São tempos difíceis mas também serviram, para além de me darem a oportunidade de passar tempo com a família – algo que não acontecia há muito tempo – de refexão. Acho que todas as pessoas que trabalham nesta indústria terão que se reinventar, de rever prioridades e de dar valor ao que realmente é importante.

Regressar às “raízes” e ao “back to basics” tentando mais que nunca ajudar a economia local, comprando e trabalhando com produtos locais e nacionais. Não devemos nem podemos ser egoístas e não somos só nós que estamos a sofrer com esta situação. Por detrás dos restaurantes, temos famílias,  produtores, agricultores, pescadores e um sem fim de atividades que direta ou indiretamente dependem da nossa atividade.

Talvez não me fique muito bem dizer isto, mas acho também que o mercado estava um pouco saturado e com falta de mão-de-obra qualificada. Assim, penso que esta pandemia vai também ajudar a limpar e clarificar.

Felizmente temos um beach club no Lupa Beach que está a funcionar bastante bem e entretanto, reabrimos o Costes Downtown e aos poucos, a normalidade está a regressar. O Costes na Raday, em Budapeste, está de momento fechado até percebermos o que irá acontecer nos próximos meses, até porque 85% da nossa clientela era estrangeira. Iremos com toda a certeza reabrir, pelo menos esse é o objetivo, mas talvez numa outra localização mais central.

Temos um projeto de Nudli Húngaro a abrir em finais de setembro e uma parceria com um outro Chef Húngaro em outubro.

Em janeiro de 2021 abriremos também o Costes China, o nosso primeiro projeto no estrangeiro. Felizmente, e mesmo no meio de uma pandemia mundial, tenho com que me manter bem ocupado.

Atualmente é o Corporate Executive Chef do Costes Group, certamente com muitas responsabilidades acrescidas. Como consegue conciliar com o “Chef Miguel Rocha Vieira”? Fica-lhe tempo para ir à cozinha e cozinhar?

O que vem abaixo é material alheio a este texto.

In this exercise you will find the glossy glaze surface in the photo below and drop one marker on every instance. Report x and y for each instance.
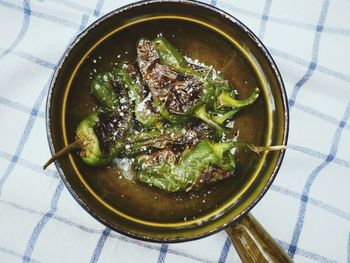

Abracei esta profissão pela paixão pela cozinha e por cozinhar, e acho que isso nunca irá mudar, independentemente do título que tenha no meu cartão de visita. Obviamente que o tempo para meter as “mãos na massa” é cada vez menos, mas venho às cozinhas todos os dias e estou envolvido em todo o processo de criação de todas as ementas. Sou um felizardo por estar rodeado de muito talento e por pessoas em quem confio plenamente. Como lhe disse anteriormente é importante saber aproveitar todo esse talento e também de lhes dar a oportunidade de voarem por si mesmos. Todos eles sabem que aqui estarei para tudo o que precisarem de mim.

Apenas uma última nota.

Budapeste é a minha casa. É a casa da minha família.